Meta on April 10 revealed the latest outcome of its chip development endeavors a day after Intel introduced its AI accelerator hardware.
Dubbed the “next-gen” Meta Training and Inference Accelerator (MTIA), this chip serves as the successor to last year’s MTIA v1. Its capabilities include running models for tasks such as ranking and recommending display advertisements across Meta-owned platforms like Facebook.
The next-generation MTIA, a follow-up to MTIA v1, represents a significant leap forward in chip technology for Meta. Unlike its predecessor, which utilized a 7nm manufacturing process, the new MTIA is built on a more advanced 5nm process.
This essentially means that the components on the chip are smaller and more densely packed, allowing for improved performance.
Physically, the next-gen MTIA is larger than its predecessor and boasts more processing cores. Despite consuming more power at 90W compared to MTIA v1’s 25W, it offers enhancements such as increased internal memory (128MB versus 64MB) and operates at a higher average clock speed (1.35GHz up from 800MHz).
According to Meta, the next-gen MTIA is currently operational in 16 of its data center regions and demonstrates up to three times better overall performance compared to MTIA v1.
“Because we control the whole stack, we can achieve greater efficiency compared to commercially available GPUs,” Meta wrote in a blog post.
In a bid to keep pace with its competitors in the field of generative AI, Meta is pouring billions of dollars into its own AI initiatives.
A significant portion of this investment is directed towards recruiting top AI researchers. However, the lion’s share of these funds is allocated to the development of hardware, particularly chips designed to power and train Meta’s AI models.
Unexpected Timing and Challenges
Meta’s recent unveiling of its hardware comes as a surprise, especially given its timing just 24 hours after a press briefing highlighting the company’s ongoing generative AI endeavors. This move by Meta is notable for several reasons.
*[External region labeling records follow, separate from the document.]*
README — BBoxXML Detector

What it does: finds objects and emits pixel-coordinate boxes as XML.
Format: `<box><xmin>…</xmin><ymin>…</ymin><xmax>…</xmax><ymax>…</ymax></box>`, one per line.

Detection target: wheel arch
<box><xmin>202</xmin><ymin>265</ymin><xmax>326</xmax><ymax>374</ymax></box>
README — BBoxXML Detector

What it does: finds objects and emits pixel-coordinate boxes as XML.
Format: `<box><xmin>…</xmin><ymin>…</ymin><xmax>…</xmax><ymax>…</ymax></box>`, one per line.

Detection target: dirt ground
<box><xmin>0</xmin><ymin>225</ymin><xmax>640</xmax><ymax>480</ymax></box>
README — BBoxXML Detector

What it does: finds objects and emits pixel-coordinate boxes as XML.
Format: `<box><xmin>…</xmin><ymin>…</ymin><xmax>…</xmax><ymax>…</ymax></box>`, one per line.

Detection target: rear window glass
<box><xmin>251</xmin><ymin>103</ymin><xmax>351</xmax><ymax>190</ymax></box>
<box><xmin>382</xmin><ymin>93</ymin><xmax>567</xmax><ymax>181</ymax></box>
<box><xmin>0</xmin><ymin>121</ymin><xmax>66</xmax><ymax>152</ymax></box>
Firstly, Meta’s blog post reveals that contrary to expectations, the next-gen MTIA is not currently utilized for generative AI training tasks, although the company asserts it is actively exploring this avenue through various programs.
Secondly, Meta acknowledges that the next-gen MTIA is not intended to replace GPUs for running or training models; rather, it is meant to complement them.
Reading between the lines, it appears that Meta’s progress in the AI race may be slower than anticipated.
Meta’s AI teams are almost certainly under pressure to cut costs. The company is set to spend an estimated $18 billion by the end of 2024 on GPUs for training and running generative AI models, and — with training costs for cutting-edge generative models ranging in the tens of millions of dollars — in-house hardware presents an attractive alternative.
And while Meta’s hardware drags, rivals are pulling ahead, much to the consternation of Meta’s leadership.
This week, Google introduced its fifth-generation custom chip, TPU v5p, for training AI models, now accessible to Google Cloud users. Furthermore, Google launched its inaugural chip designed specifically for executing models, called Axion.
Amazon has various custom AI chip families, and Microsoft joined the competition last year with the Azure Maia AI Accelerator and the Azure Cobalt 100 CPU.
Meta stated that it took less than nine months to transition from initial silicon development to the production phase of the next-generation MTIA. This timeframe is relatively shorter compared to the usual duration for Google TPUs.
However, Meta still has significant ground to cover in order to reduce its reliance on third-party GPUs and stay competitive with its rivals.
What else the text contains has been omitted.